Out-Law / Your Daily Need-To-Know

Out-Law Analysis 3 min. read

Institutional shareholders push for climate change commitments


Oil production companies in both Europe and the US are coming under increasing pressure from their shareholders on their future direction and targets for reducing their contributions to climate change.

There have already been several significant shareholder votes in both Europe and the US during the 2021 AGM season on climate change matters, with enough support received to trigger public dialogue. Momentum around climate change issues continues to grow, and observers now keenly await responses from the relevant boards in the coming months.

In the UK, Shell found itself under pressure at its recent AGM, as a court in the Netherlands ruled that it is obliged to reduce the CO2 emissions of the group’s activities by net 45% by the end of 2030 relative to 2019, in an action brought by a Dutch activist shareholder. A shareholder requisitioned resolution (24-page / 10.3MB PDF) supported the board in its attempts at tackling climate change, but asked for the setting and publishing of targets that are consistent with the Paris Climate Agreement goal to limit global warming to well below 2°C above pre-industrial levels and to pursue efforts to limit temperature increase to 1.5°C.

Significantly, the resolution was supported by Legal & General, which publicly committed in its 2020 Climate Impact Pledge to put pressure on the companies in which it invests to speed up their responses to climate change. Blackrock, too, chose to support a resolution brought by oil industry activist group Follow This (32-page / 1.7MB PDF) at BP’s 2021 AGM, in which the company was similarly asked to commit to the Paris targets.

Although both resolutions were defeated, they received significant support in addition to the big names, with total votes of 30.47% and 20.65% in favour respectively.
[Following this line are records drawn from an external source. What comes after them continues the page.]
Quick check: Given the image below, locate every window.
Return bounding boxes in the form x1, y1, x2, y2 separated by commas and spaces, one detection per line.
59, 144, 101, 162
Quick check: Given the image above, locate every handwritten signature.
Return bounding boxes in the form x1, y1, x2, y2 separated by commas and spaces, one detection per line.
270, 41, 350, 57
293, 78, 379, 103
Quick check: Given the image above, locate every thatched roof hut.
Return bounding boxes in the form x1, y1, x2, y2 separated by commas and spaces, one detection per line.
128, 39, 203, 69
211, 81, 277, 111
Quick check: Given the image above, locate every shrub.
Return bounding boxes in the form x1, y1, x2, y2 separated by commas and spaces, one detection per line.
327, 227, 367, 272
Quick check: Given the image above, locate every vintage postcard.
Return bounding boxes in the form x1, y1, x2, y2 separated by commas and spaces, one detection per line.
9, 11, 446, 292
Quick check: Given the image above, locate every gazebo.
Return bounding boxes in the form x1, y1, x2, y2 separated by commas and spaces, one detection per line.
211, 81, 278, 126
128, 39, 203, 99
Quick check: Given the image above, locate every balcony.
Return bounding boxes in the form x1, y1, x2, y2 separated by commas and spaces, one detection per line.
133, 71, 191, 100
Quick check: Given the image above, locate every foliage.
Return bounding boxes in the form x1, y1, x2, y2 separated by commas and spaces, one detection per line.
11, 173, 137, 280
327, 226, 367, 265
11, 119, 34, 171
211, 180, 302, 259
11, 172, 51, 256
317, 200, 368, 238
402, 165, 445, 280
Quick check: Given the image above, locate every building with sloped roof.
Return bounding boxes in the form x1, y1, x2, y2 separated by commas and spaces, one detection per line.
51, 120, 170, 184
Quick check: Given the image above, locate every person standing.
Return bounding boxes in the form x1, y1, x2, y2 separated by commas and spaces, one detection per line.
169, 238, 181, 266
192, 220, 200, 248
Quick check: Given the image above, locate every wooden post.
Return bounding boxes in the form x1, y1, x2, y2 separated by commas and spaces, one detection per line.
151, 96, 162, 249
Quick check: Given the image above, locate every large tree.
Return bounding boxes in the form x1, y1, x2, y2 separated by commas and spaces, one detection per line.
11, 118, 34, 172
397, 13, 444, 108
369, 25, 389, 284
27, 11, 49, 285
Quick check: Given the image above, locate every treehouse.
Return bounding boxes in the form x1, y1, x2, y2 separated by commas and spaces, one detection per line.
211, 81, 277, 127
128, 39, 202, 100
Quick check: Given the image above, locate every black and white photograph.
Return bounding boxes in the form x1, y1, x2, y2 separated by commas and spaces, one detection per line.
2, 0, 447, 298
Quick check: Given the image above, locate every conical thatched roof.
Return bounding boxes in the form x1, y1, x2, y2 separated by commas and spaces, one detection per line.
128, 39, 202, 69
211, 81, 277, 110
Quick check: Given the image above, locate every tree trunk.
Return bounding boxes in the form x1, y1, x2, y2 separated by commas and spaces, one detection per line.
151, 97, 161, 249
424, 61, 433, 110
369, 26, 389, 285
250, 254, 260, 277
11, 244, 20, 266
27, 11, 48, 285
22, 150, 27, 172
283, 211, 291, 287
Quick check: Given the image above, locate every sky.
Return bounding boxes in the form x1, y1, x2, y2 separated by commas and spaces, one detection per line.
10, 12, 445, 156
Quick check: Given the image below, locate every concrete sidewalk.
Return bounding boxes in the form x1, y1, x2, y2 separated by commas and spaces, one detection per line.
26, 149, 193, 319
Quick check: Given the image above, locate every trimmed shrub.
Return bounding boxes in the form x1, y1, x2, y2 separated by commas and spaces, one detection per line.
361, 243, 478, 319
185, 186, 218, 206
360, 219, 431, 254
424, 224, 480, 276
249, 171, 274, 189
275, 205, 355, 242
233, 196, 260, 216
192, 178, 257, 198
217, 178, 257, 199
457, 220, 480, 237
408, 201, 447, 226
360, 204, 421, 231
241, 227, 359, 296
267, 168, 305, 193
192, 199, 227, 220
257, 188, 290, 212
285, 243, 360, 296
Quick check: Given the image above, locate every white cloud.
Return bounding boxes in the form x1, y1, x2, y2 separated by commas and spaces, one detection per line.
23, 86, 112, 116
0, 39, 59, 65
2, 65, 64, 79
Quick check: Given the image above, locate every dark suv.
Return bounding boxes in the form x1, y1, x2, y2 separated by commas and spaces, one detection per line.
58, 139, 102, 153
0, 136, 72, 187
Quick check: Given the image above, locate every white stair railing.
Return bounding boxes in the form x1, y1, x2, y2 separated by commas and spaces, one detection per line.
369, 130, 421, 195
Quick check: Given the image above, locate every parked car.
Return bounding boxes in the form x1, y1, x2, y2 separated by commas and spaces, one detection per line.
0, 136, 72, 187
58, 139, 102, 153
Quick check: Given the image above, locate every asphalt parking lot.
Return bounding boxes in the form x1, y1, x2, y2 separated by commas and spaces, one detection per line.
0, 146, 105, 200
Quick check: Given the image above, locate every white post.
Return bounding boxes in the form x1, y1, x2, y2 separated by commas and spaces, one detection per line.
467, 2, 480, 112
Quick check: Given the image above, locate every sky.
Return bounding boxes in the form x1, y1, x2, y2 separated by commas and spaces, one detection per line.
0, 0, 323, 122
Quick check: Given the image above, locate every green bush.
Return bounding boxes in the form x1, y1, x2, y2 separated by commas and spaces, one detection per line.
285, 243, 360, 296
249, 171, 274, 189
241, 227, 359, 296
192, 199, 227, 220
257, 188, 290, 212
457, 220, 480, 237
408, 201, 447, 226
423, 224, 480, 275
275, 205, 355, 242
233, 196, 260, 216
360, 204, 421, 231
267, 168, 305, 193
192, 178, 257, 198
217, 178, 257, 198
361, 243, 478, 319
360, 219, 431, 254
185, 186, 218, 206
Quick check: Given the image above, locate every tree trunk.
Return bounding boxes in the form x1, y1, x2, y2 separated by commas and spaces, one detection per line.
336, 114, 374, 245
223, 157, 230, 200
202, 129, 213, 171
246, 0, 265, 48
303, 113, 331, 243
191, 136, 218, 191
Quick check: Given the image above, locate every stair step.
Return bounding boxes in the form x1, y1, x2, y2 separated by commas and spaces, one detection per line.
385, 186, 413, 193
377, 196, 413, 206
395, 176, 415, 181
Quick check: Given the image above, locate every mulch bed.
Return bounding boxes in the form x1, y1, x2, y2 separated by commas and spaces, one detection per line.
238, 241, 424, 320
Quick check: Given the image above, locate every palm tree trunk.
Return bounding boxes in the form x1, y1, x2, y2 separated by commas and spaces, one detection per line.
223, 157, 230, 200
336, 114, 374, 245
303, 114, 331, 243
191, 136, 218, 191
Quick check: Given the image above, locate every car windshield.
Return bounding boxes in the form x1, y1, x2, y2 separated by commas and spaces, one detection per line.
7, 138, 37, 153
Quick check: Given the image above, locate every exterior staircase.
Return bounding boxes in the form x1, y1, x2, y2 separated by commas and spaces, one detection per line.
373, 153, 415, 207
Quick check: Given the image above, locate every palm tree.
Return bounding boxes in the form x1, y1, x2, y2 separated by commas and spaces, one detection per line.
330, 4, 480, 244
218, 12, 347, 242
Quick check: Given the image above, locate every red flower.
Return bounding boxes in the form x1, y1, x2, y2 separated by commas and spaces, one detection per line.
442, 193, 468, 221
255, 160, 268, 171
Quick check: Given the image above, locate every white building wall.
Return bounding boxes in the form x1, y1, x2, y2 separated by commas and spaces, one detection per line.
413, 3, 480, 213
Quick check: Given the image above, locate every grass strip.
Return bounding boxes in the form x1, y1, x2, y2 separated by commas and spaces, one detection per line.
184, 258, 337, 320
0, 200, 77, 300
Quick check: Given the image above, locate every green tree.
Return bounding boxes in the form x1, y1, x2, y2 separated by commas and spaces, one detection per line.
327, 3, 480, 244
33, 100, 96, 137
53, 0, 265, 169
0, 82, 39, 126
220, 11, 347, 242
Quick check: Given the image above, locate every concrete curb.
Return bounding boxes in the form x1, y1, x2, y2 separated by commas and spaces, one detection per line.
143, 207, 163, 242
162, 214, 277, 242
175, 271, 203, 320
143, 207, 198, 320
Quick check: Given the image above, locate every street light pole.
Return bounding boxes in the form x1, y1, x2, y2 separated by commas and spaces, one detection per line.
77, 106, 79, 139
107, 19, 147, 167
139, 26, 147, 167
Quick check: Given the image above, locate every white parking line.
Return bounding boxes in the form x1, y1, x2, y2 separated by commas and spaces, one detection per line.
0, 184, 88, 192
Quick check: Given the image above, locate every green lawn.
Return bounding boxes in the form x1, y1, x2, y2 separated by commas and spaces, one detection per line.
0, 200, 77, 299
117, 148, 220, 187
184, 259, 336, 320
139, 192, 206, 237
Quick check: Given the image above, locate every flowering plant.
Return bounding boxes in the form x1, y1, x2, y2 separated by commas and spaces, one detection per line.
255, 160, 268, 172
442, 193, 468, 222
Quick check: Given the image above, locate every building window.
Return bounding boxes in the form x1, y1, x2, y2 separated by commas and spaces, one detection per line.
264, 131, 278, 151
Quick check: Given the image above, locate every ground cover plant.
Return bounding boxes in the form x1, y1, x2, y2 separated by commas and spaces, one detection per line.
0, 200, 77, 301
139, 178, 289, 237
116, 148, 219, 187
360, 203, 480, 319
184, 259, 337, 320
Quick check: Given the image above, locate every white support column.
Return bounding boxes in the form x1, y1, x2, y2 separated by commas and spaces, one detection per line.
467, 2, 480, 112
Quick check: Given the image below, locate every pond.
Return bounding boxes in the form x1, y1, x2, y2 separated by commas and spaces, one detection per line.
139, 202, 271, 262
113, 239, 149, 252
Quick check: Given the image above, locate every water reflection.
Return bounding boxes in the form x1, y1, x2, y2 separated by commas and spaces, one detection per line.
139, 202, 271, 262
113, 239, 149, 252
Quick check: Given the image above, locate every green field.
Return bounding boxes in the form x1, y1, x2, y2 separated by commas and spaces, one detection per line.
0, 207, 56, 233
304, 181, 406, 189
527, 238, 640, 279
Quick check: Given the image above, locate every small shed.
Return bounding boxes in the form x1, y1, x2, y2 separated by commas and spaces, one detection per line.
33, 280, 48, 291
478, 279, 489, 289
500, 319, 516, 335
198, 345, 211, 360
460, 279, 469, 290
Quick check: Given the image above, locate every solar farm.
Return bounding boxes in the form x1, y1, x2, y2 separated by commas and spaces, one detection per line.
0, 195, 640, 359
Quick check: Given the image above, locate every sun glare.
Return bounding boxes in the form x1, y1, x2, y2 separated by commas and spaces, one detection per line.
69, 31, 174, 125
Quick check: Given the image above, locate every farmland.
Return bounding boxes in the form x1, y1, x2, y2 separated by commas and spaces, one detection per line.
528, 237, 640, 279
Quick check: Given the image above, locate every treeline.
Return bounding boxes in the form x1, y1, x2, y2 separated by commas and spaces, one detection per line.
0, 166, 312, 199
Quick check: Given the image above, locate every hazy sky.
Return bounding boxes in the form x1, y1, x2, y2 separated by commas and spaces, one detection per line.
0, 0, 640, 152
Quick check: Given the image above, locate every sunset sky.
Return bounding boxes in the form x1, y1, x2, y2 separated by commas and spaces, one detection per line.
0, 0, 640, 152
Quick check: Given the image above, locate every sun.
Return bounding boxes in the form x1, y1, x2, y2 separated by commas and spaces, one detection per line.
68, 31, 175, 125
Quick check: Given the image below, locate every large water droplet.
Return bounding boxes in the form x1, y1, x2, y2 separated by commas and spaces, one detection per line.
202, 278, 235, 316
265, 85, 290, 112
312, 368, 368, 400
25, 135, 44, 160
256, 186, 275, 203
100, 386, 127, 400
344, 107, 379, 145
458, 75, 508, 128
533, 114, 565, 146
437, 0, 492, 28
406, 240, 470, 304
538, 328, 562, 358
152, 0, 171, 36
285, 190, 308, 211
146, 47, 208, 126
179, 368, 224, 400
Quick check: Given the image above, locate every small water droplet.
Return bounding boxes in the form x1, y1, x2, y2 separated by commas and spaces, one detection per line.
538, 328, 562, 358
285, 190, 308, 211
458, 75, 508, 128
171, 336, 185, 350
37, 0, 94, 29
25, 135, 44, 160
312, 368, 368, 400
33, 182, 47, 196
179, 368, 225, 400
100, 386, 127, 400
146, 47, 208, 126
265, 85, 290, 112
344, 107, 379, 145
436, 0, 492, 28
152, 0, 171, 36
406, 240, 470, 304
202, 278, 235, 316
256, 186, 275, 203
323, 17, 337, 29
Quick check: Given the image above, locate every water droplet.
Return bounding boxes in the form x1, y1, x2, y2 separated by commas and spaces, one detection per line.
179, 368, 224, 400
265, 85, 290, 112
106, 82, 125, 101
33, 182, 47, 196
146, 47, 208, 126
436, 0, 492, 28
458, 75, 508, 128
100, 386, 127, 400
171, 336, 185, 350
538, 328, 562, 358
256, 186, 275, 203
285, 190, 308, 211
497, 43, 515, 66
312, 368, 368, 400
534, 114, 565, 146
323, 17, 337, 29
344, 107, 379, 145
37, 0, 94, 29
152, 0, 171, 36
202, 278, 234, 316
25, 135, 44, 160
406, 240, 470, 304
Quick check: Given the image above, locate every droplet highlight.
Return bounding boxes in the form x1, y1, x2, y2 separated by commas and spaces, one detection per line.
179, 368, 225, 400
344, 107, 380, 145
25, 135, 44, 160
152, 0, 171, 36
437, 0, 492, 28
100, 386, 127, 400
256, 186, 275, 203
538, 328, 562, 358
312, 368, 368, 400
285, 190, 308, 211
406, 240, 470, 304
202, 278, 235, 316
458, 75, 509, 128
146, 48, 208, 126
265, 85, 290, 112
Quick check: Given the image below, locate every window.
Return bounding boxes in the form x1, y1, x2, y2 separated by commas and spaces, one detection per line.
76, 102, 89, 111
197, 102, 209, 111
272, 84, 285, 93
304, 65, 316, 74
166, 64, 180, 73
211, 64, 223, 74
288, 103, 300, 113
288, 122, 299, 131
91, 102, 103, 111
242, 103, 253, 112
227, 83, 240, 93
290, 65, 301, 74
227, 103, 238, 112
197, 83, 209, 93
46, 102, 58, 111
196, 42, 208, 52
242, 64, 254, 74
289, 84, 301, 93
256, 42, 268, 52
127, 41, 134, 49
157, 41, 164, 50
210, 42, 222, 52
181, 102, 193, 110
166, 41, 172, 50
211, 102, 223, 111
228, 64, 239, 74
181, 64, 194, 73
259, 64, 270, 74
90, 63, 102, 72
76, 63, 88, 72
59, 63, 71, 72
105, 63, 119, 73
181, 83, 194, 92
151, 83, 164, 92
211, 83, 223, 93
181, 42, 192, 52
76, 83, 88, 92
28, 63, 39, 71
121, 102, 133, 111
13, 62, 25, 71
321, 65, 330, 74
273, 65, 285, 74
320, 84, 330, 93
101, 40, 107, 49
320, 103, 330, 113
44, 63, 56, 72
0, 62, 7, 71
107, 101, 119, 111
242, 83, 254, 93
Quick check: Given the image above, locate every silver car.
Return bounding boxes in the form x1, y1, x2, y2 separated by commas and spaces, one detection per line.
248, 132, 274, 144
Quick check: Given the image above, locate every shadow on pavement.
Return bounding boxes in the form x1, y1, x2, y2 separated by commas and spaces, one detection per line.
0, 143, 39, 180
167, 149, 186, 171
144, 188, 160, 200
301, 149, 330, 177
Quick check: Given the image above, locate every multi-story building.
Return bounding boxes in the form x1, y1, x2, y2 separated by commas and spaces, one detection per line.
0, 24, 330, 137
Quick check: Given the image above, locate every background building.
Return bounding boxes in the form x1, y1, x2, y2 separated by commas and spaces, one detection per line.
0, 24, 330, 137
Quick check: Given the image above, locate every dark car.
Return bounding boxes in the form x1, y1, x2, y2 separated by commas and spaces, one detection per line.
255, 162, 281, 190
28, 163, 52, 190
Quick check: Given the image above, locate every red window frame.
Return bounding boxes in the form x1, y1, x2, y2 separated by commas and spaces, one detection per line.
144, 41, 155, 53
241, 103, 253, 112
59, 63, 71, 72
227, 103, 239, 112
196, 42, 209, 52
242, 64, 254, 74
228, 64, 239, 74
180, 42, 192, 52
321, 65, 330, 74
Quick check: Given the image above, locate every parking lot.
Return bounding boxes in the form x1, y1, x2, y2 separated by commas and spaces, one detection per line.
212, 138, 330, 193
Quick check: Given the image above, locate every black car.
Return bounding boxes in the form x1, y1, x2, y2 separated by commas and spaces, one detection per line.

This not only demonstrates there is substantial, albeit minority, support for alignment with the terms of the Paris Agreement, but also requires a formal response from each company under the UK Corporate Governance Code (‘the Code’).

Activism in this area is no longer the domain only of environmental charities and NGOs. These challenges and resolutions have received backing from major institutional investors

Provision 4 of the Code requires that when 20% or more of votes have been cast against the board’s recommendation in respect of a resolution, the company should explain, when announcing voting results, what actions it intends to take to consult shareholders in order to understand the reasons for the result. It should then publish an update on the views received from shareholders, plus actions taken, no later than six months after the shareholder meeting.

The boards of both companies will therefore need to report within six months on how they have engaged with shareholders on these issues, and the resulting outcomes. This guarantees further public discussion of what the “right” approach should be – and additional pressure on the board to justify its decisions, particularly around target setting. Investors will also expect that any such public debate will go on to inform the company’s next section 172 statement, published as part of its annual report and accounts, providing yet more insight into each board’s engagement with shareholders and response to their concerns.

In the US, oil company Chevron recently faced a rebellion by shareholders who voted, by a very significant 61% majority, in favour of a proposal from Follow This requiring the group to cut its total greenhouse gas emissions, including customer emissions and its own and supply chain emissions.  Follow This has reportedly also succeeded recently in pushing through resolutions on the same terms at two other US oil companies, ConocoPhillips and Phillips 66.

Similarly, Exxon is likely to see three board seats taken by shareholder nominees after an activist campaign led by Engine No. 1 that came to a head at its recent AGM. The shareholders’ position (104-page / 8.8MB PDF) is that Exxon’s climate change strategy is a major risk to the company’s future, and therefore that outside expertise are required on the board; something that is available, the shareholder group posits, through its nominees who are all highly experienced in the energy and renewables sector.

What is striking about this activity is the nature of the players involved. Activism in this area is no longer the domain only of environmental charities and NGOs. These challenges and resolutions have received backing from major institutional investors – in Blackrock and Legal & General, two of the very largest. At Exxon, Engine No. 1’s slate included two former chief executives and significant energy sector experience. If there has been any doubt previously, it is now clear that concerns about climate change are firmly mainstream and a focus of powerful institutional investors. The same issues arise time and again: are corporates moving quickly enough; and will boards align with activist shareholders’ calls to meet the Paris obligations or, despite some heavyweight support for those positions, continue with their current strategic approach, which retain at least for now majority investor support.  

Regardless, setting and communicating the company’s strategy and engaging with key stakeholders in doing so is a fundamental obligation of the company’s board. Responsibility, at least in part, for any significant shareholder dissent therefore lies with the board.